BENNO SCHIRRMEISTER ÜBER POLITISCHE BILDUNG
: Majestätischer Pluralismus

Wer ist eigentlich – „wir“? Die Frage stellt sich, wenn Herbert Wulfekuhl im Namen dieses Wir mögliche und unmögliche Realitätsbeschreibungen definiert. Und darauf eine Ablehnung von Veranstaltungen stützt.

Dass er Veranstaltungen ablehnt, gehört zweifellos zu seinen Aufgaben. Denn natürlich braucht die Landeszentrale Ringo Ehlert kein Forum zu bieten, um sich als ständiger Vertreter der DDR zu produzieren. Wer die Rechtsordnung komplett ablehnt, kann von ihr Schutz, aber keine Förderung erwarten.

Ein Zeichen von gravierender politischer Unbildung hingegen ist es, wenn Wulfekuhl im Namen des Wir eine Bewertung einzelner Rechtstitel verbindlich machen will: Sicher war es nicht die Intention des Gesetzgebers, mit den Paragrafen 129 a) und b) des Strafgesetzbuchs linke Opposition zu kriminalisieren. Aber noch viel sicherer haben sie der Exekutive mehrfach genau dazu gedient: Dass dies geschah, und dass dies zu Unrecht geschah hat der Bundesgerichtshof nicht nur im Falle von Andrej Holm festgestellt.

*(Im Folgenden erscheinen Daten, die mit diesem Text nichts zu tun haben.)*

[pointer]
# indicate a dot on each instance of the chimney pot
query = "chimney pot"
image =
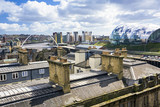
(63, 60)
(53, 58)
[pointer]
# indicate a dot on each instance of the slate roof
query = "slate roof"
(40, 64)
(139, 69)
(44, 95)
(70, 56)
(84, 64)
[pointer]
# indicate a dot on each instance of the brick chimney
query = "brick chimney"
(124, 52)
(112, 64)
(23, 56)
(59, 52)
(59, 72)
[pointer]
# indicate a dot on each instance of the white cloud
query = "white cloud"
(99, 16)
(13, 27)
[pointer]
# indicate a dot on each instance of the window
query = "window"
(156, 99)
(79, 71)
(145, 101)
(3, 77)
(24, 73)
(15, 75)
(41, 71)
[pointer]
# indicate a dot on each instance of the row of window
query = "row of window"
(15, 75)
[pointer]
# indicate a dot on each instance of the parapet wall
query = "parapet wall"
(117, 97)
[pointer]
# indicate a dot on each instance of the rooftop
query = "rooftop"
(40, 92)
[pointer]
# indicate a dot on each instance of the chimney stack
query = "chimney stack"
(124, 52)
(112, 64)
(23, 56)
(59, 72)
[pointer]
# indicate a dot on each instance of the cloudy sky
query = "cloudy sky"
(98, 16)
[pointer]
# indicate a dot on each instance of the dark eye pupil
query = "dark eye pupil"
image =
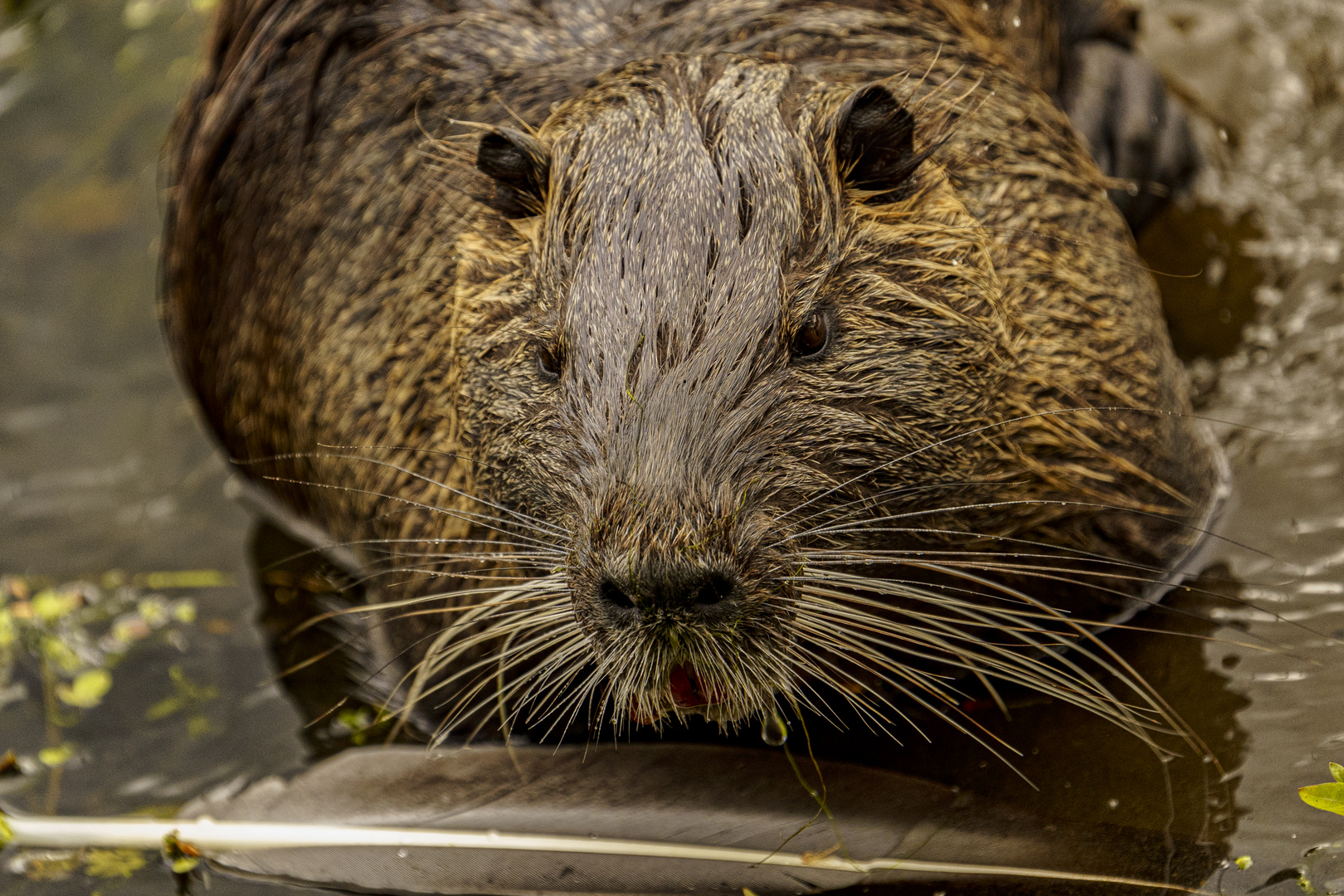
(548, 362)
(812, 338)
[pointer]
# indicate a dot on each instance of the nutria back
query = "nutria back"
(707, 351)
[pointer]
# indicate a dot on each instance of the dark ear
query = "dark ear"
(875, 143)
(520, 168)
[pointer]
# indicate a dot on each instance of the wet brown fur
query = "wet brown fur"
(335, 275)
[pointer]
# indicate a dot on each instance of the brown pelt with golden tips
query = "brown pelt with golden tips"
(711, 351)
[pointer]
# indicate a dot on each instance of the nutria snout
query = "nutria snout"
(741, 351)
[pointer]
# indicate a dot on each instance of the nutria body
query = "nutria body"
(753, 344)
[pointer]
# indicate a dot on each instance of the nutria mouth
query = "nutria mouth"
(718, 362)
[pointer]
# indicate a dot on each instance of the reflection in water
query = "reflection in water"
(1166, 820)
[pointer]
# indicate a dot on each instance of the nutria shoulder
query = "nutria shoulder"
(741, 343)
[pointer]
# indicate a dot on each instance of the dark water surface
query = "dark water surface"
(102, 465)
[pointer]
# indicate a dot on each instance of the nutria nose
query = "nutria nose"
(629, 599)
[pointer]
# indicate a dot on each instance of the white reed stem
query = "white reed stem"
(216, 837)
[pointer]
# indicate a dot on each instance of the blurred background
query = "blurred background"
(106, 477)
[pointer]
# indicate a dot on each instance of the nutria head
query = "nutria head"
(715, 320)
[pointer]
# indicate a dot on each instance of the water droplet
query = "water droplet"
(773, 730)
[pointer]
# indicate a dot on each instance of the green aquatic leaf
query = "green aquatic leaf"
(187, 579)
(50, 605)
(113, 863)
(164, 709)
(56, 757)
(88, 689)
(1328, 796)
(58, 652)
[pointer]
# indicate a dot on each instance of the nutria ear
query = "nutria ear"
(520, 168)
(875, 143)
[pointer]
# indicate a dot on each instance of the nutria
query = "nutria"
(691, 355)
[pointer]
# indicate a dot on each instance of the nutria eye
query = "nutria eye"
(812, 336)
(548, 362)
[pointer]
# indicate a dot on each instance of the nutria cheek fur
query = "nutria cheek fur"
(763, 293)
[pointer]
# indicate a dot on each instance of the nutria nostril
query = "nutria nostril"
(715, 587)
(613, 596)
(700, 594)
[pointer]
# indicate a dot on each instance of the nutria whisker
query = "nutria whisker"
(491, 670)
(466, 516)
(527, 520)
(976, 431)
(1108, 660)
(407, 602)
(941, 645)
(866, 525)
(835, 644)
(1103, 655)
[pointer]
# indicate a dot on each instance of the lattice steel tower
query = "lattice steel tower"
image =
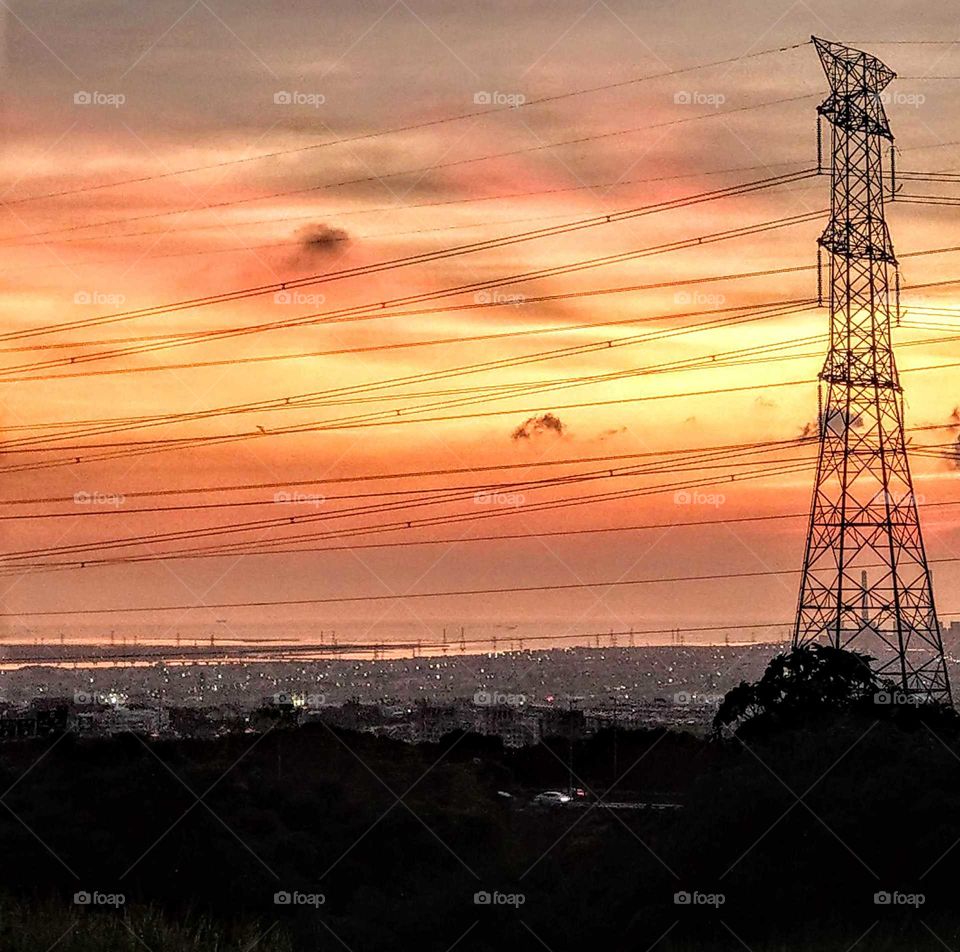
(866, 584)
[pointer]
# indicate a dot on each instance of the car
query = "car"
(552, 797)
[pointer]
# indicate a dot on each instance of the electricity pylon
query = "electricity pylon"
(866, 583)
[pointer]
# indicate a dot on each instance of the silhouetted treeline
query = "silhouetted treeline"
(796, 830)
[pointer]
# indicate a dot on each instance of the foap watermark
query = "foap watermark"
(684, 497)
(898, 97)
(484, 698)
(293, 699)
(896, 698)
(309, 298)
(295, 898)
(497, 98)
(498, 297)
(684, 898)
(699, 299)
(895, 898)
(684, 97)
(99, 298)
(84, 898)
(485, 498)
(83, 498)
(295, 97)
(484, 898)
(300, 499)
(692, 699)
(112, 100)
(100, 698)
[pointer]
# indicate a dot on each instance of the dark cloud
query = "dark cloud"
(320, 239)
(836, 421)
(548, 423)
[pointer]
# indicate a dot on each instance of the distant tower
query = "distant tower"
(864, 514)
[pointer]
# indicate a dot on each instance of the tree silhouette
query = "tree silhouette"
(807, 679)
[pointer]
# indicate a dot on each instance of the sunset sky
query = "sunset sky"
(105, 108)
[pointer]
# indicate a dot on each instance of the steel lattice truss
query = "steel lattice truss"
(866, 584)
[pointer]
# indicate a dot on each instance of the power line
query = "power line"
(408, 260)
(379, 177)
(769, 467)
(410, 127)
(726, 317)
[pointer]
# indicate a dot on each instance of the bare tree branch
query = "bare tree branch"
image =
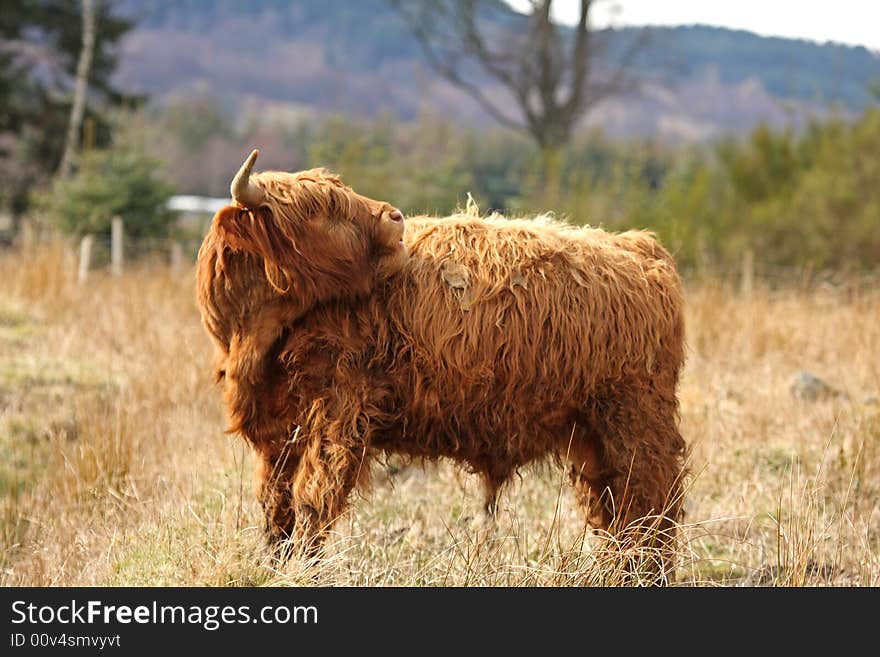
(83, 66)
(547, 72)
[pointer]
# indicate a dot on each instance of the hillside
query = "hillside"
(285, 60)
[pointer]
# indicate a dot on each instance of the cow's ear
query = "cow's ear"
(247, 230)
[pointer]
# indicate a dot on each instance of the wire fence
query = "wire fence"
(118, 250)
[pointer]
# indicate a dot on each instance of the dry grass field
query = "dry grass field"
(115, 468)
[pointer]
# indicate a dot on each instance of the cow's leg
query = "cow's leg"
(632, 477)
(493, 479)
(335, 458)
(275, 470)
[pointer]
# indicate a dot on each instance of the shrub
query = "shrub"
(112, 182)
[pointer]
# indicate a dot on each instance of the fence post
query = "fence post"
(116, 254)
(85, 257)
(176, 256)
(747, 281)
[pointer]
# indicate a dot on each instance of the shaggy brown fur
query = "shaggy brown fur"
(493, 342)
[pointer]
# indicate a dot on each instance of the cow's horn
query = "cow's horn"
(243, 190)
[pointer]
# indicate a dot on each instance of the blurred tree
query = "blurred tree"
(83, 66)
(120, 181)
(548, 70)
(40, 46)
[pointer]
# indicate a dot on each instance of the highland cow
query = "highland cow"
(343, 332)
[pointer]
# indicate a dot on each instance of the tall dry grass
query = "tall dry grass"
(115, 469)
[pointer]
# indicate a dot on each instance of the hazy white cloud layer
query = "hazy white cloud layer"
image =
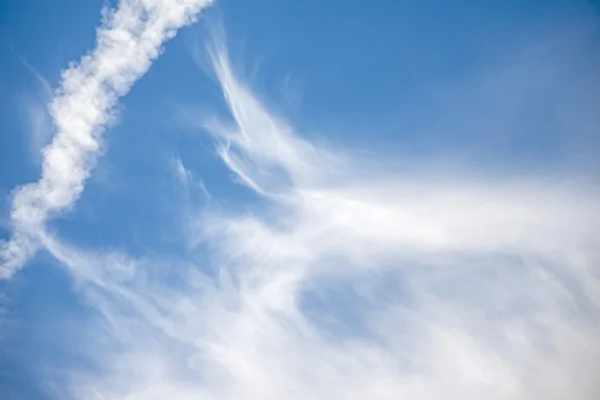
(347, 285)
(127, 42)
(343, 281)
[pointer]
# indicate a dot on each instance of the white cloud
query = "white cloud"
(347, 286)
(127, 42)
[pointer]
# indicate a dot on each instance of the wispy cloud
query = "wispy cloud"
(129, 39)
(342, 285)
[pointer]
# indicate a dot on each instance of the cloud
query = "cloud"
(347, 285)
(127, 42)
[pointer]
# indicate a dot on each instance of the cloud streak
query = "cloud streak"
(343, 285)
(127, 42)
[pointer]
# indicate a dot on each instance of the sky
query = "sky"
(299, 200)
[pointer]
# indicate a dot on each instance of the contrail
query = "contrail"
(128, 40)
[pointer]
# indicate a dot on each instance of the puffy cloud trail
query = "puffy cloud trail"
(378, 286)
(127, 42)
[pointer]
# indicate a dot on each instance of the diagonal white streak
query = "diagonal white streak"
(128, 40)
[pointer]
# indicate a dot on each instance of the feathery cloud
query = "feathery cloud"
(349, 286)
(127, 42)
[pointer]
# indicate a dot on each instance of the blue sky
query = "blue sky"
(299, 199)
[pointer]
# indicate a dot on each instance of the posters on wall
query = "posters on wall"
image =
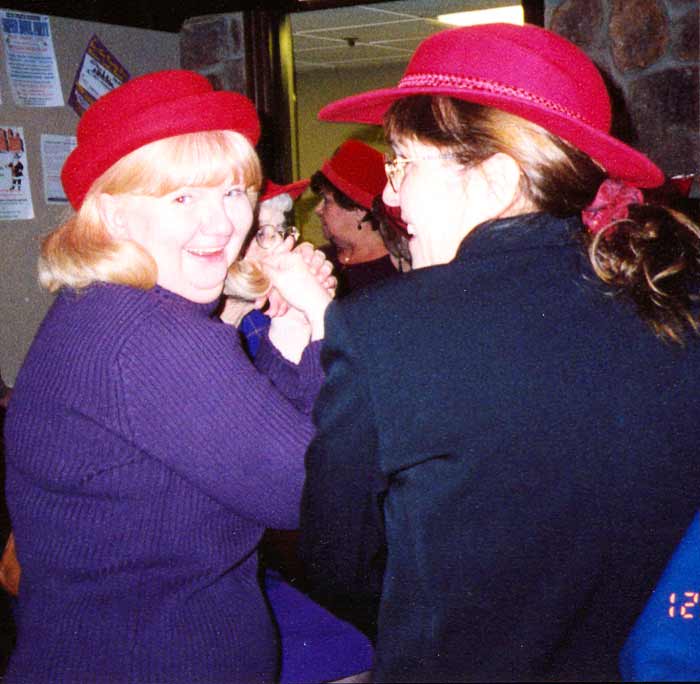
(15, 189)
(54, 150)
(98, 73)
(30, 59)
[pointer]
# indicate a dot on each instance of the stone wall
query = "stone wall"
(648, 51)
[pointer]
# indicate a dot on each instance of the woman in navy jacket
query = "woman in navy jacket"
(507, 435)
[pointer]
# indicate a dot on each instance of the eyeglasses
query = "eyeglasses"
(395, 167)
(269, 236)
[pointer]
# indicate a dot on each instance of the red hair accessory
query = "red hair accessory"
(610, 206)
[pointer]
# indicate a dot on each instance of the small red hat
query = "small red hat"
(524, 70)
(145, 109)
(271, 189)
(357, 170)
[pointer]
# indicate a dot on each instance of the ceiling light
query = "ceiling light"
(513, 14)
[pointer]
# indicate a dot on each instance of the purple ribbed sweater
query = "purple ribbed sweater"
(145, 457)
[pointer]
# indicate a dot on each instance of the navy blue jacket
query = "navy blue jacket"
(521, 442)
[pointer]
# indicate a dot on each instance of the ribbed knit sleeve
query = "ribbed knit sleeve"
(299, 383)
(193, 401)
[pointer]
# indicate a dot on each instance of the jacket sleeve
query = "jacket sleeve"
(342, 536)
(665, 642)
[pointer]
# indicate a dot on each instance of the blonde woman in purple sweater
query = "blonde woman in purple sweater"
(145, 454)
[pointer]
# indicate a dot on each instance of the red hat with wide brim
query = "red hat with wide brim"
(159, 105)
(357, 170)
(524, 70)
(294, 190)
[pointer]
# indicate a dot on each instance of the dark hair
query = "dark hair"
(320, 184)
(653, 258)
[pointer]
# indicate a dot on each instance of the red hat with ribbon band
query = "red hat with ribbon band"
(271, 189)
(524, 70)
(357, 170)
(145, 109)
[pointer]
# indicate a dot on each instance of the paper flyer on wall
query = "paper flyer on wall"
(30, 59)
(54, 150)
(15, 190)
(98, 73)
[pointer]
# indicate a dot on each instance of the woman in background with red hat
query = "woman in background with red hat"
(507, 435)
(145, 454)
(347, 184)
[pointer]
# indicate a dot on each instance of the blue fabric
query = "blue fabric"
(316, 646)
(522, 445)
(253, 328)
(665, 642)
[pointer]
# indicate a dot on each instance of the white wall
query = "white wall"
(22, 302)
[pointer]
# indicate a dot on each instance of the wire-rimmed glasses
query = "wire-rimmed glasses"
(269, 236)
(395, 167)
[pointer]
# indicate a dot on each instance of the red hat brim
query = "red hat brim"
(524, 70)
(618, 159)
(104, 137)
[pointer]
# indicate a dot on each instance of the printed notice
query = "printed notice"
(98, 73)
(54, 150)
(30, 59)
(15, 190)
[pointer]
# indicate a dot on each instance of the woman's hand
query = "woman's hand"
(303, 277)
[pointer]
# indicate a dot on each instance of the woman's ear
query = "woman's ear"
(113, 216)
(502, 175)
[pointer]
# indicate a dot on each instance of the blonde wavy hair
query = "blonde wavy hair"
(81, 250)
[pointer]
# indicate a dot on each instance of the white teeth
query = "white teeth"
(204, 252)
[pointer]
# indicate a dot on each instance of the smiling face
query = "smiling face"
(440, 201)
(193, 234)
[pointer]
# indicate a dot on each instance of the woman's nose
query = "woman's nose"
(390, 196)
(215, 219)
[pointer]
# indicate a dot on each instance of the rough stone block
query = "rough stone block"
(639, 33)
(686, 36)
(580, 21)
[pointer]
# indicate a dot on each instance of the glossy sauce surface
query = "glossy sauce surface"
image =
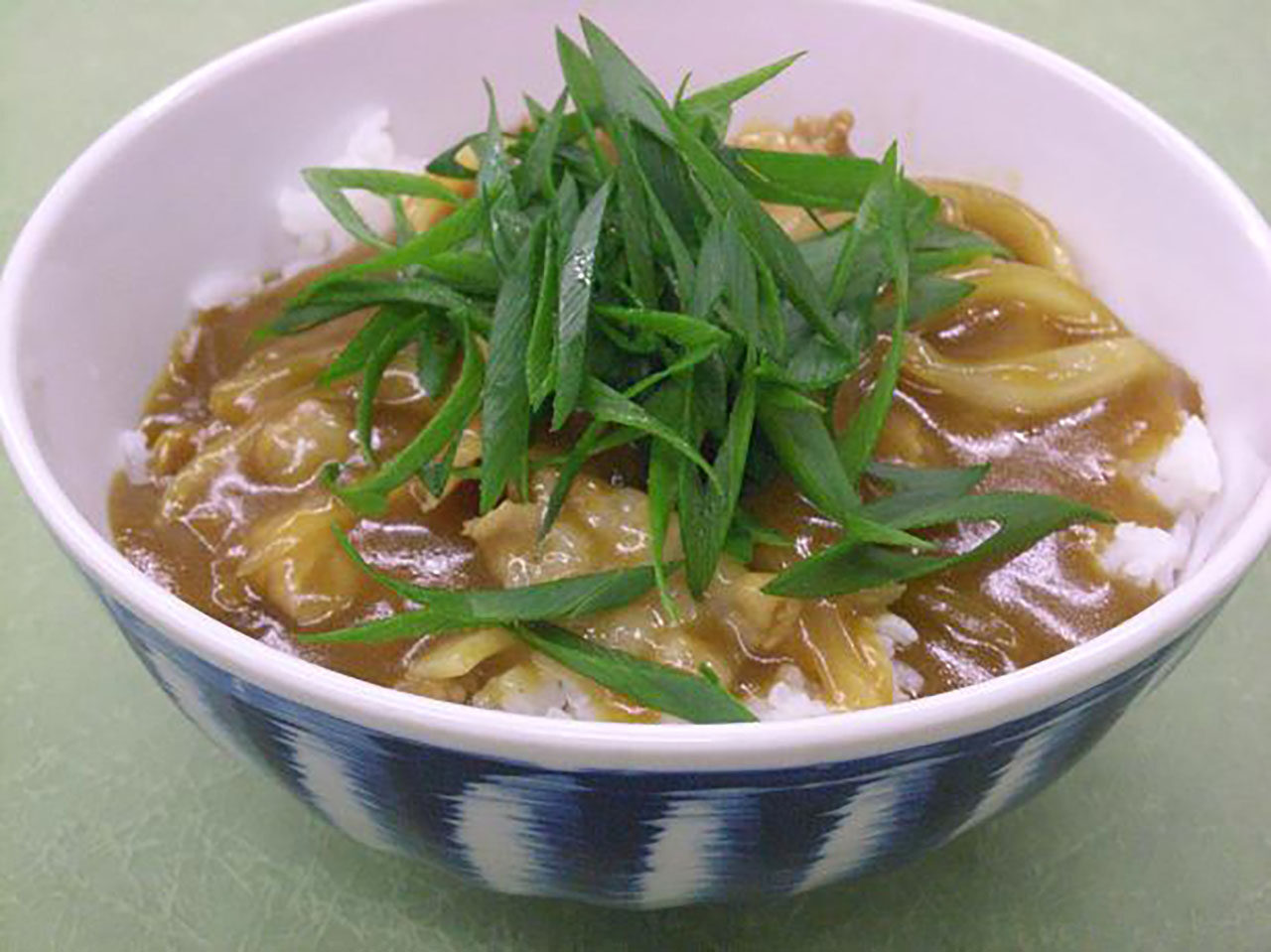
(975, 623)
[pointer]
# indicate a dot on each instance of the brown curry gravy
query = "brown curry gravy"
(974, 623)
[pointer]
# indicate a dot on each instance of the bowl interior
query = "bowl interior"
(99, 285)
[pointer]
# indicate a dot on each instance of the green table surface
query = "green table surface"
(121, 828)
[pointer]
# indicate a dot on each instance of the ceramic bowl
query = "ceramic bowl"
(98, 284)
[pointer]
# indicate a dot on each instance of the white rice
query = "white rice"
(316, 234)
(1185, 476)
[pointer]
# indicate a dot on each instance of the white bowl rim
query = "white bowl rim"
(567, 744)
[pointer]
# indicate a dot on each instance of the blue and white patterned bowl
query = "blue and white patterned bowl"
(626, 814)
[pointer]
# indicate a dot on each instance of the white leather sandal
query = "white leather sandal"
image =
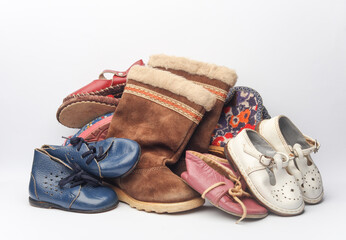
(287, 138)
(264, 170)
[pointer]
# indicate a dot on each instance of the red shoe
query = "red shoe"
(99, 97)
(214, 178)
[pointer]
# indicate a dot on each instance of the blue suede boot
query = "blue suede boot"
(57, 184)
(110, 158)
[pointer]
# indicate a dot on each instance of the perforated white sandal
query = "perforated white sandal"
(264, 171)
(287, 138)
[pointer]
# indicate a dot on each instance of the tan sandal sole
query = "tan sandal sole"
(158, 207)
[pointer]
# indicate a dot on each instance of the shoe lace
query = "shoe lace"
(236, 193)
(91, 154)
(79, 177)
(298, 152)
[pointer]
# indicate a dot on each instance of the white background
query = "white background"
(292, 52)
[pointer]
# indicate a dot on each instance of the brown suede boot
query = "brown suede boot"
(160, 111)
(216, 79)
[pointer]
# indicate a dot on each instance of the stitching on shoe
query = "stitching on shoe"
(80, 187)
(94, 92)
(249, 182)
(35, 186)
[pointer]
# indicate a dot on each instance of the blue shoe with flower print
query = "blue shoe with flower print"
(56, 184)
(109, 158)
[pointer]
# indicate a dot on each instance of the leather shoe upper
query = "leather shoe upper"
(75, 194)
(110, 158)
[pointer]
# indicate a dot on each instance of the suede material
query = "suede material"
(156, 184)
(200, 139)
(162, 134)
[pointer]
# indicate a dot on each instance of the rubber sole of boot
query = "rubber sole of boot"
(48, 205)
(256, 194)
(76, 115)
(158, 207)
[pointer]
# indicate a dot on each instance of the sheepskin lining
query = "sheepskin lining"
(173, 83)
(212, 71)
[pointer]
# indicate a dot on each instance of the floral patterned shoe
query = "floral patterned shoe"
(213, 177)
(287, 138)
(264, 170)
(243, 109)
(99, 97)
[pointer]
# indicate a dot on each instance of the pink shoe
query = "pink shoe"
(214, 178)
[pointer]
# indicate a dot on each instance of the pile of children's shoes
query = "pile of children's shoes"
(148, 138)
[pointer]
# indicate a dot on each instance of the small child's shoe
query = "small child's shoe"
(110, 158)
(285, 137)
(264, 170)
(56, 184)
(213, 177)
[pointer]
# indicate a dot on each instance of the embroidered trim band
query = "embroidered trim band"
(165, 101)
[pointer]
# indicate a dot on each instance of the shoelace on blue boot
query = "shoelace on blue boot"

Die Ansicht, dass es dieses staatliche, auf den Paragrafen 129 gestützte Unrecht gab, wäre also, laut Wulfekuhl,„nicht kompatibel mit der Realität wie wir sie sehen“? Wen meint er bloß mit diesem Wir? Keinen Schimmer. Klar ist nur: Es steht für eine sehr majestätische Pluralismus-Auffassung.